Neil Harbisson werd geboren met achromatopsia: een zeldzame afwijking waardoor zijn ogen geen kleur kunnen waarnemen. Maar daar heeft de Britse artiest wat op gevonden: een antenne met een camera die op zijn hoofd is vastgemaakt.
"Via deze antenne voer ik visuele informatie rechtstreeks naar mijn hersenen", legt Harbisson uit. "In de hersenen worden die kleuren omgezet in geluid." En die geluiden heeft hij na jarenlange training weten te onderscheiden.
Harbisson sprak afgelopen week op een bijeenkomst van de Dutch Data Science Week & SAS Forum. Hij presenteerde zichzelf daar als cyborg, een cybernetic organism: een samensmelting van mens en machine.
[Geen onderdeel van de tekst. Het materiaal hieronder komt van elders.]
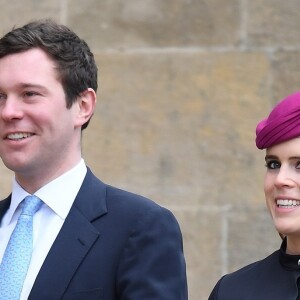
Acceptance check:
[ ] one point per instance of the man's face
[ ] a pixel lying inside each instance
(39, 136)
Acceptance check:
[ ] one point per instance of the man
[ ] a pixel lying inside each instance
(90, 240)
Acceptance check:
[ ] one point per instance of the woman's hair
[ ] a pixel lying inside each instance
(75, 62)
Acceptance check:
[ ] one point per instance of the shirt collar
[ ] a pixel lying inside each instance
(59, 194)
(288, 261)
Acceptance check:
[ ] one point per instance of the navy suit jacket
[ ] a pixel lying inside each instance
(113, 245)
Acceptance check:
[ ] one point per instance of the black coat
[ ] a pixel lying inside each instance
(273, 278)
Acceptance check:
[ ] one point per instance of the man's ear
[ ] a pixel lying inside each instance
(86, 106)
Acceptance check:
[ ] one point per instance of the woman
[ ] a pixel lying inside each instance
(277, 276)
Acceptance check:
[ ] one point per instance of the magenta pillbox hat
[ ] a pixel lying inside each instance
(282, 124)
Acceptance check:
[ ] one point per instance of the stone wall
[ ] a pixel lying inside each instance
(183, 84)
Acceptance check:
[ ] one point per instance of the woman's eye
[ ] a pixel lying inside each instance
(29, 94)
(273, 164)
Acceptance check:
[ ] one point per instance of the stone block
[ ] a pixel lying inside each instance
(155, 23)
(202, 231)
(180, 128)
(17, 13)
(273, 23)
(286, 74)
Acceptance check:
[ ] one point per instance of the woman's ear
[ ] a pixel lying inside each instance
(86, 105)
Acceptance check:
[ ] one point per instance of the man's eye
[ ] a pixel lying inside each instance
(273, 164)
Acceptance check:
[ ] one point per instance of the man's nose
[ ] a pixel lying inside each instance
(11, 109)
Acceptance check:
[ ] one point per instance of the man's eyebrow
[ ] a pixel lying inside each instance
(32, 85)
(268, 157)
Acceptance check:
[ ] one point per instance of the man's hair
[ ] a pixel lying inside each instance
(75, 62)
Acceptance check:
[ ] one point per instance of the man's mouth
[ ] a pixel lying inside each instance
(286, 203)
(18, 136)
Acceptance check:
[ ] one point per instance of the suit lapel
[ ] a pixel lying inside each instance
(73, 242)
(4, 205)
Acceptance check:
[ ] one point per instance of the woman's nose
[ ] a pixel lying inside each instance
(285, 178)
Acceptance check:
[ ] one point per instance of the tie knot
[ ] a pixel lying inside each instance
(31, 205)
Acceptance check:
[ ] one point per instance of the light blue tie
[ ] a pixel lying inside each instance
(16, 259)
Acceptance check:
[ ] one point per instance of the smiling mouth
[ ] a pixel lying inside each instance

Het is een fenomeen dat steeds vaker wordt toegepast in de wetenschap. Zo zijn er steeds meer mensen die chips onder de huid plaatsten, bijvoorbeeld om gebruik te maken van openbaar vervoer of het starten van voertuigen.
Inmiddels neemt Harbisson als cyborg meer waar van het kleurenspectrum dan mensen met normaal zicht. En dat is behalve een toevoeging ook een punt van zorg, vindt Pieter Lemmens. Hij is techniekfilosoof aan het Institute for Science Innovation & Society aan de Radboud Universiteit Nijmegen. Want is die techniek wel voor iedereen bereikbaar?
Volgens Lemmens dreigt er een tweedeling in de samenleving. "Als er steeds meer van die technieken op de markt komen en die zijn alleen maar toegankelijk voor mensen met veel koopkracht, dan ontstaat het gevaar dat je een soort tweedeling krijgt. Mensen die verbeterd zijn - een soort supermensen - en mensen die dat niet kunnen betalen."